The top line should be at such a height that it extends past the bottom line plus two inches - including the height of an average flame from said candle.
Why 2 inches?
The centre of a 1320 foot piece of an "ideal" sphere of radius 3,958.8 miles is only about
1/
8 of an inch above a straight line joining the ends.
And on the practical side, Dyneema (Ultra High Molecular Weight PolyEthylene) has close to the best specific strength of any fibre.
Sufix 832 Braid Line-600 Yards is 600 yards is a braided line with 7 Dyneema fibres plus 1 "GORE Performance Fiber".

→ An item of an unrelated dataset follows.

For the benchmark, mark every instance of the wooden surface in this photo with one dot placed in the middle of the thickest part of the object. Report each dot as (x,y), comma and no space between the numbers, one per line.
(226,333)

It has a nominal breaking strain of 20 lbs and the 600 yards only weighs about 5.1 ozs.
The
"Displacement Cable Sag Error Calculator" needs:
the
cable tension in pounds force, so start at
20 lbf, the length in feet,
the length in feet, so
1320 feet, and
the
cable weight per unit length, so use
5.1 oz/(16 × 3 × 600 yards) = 0.000177 lb/foot.
Using these values in the
Cable Sag Calculator the sag in the centre of that 1320 feet is
1.93 ft!
Maybe someone could check these figures.
In practice a 20 lb braid line will commonly not break at under twice the rated strength so let's "stretch the friendship" and put 40 lb tension on the line.
The sag is still
0.96 ft so I don't hold any hope of measuring the "earth's curvature" that way.
And don't think that longer distances will help because over a mile that cable would sag about
15 feet even at the 40 pound load.
Maybe someone could try it out at the 20 pound tension and 1320 feet. The line is $51.40 at
Amazon: Sufix 832 Braid Line-600 Yards.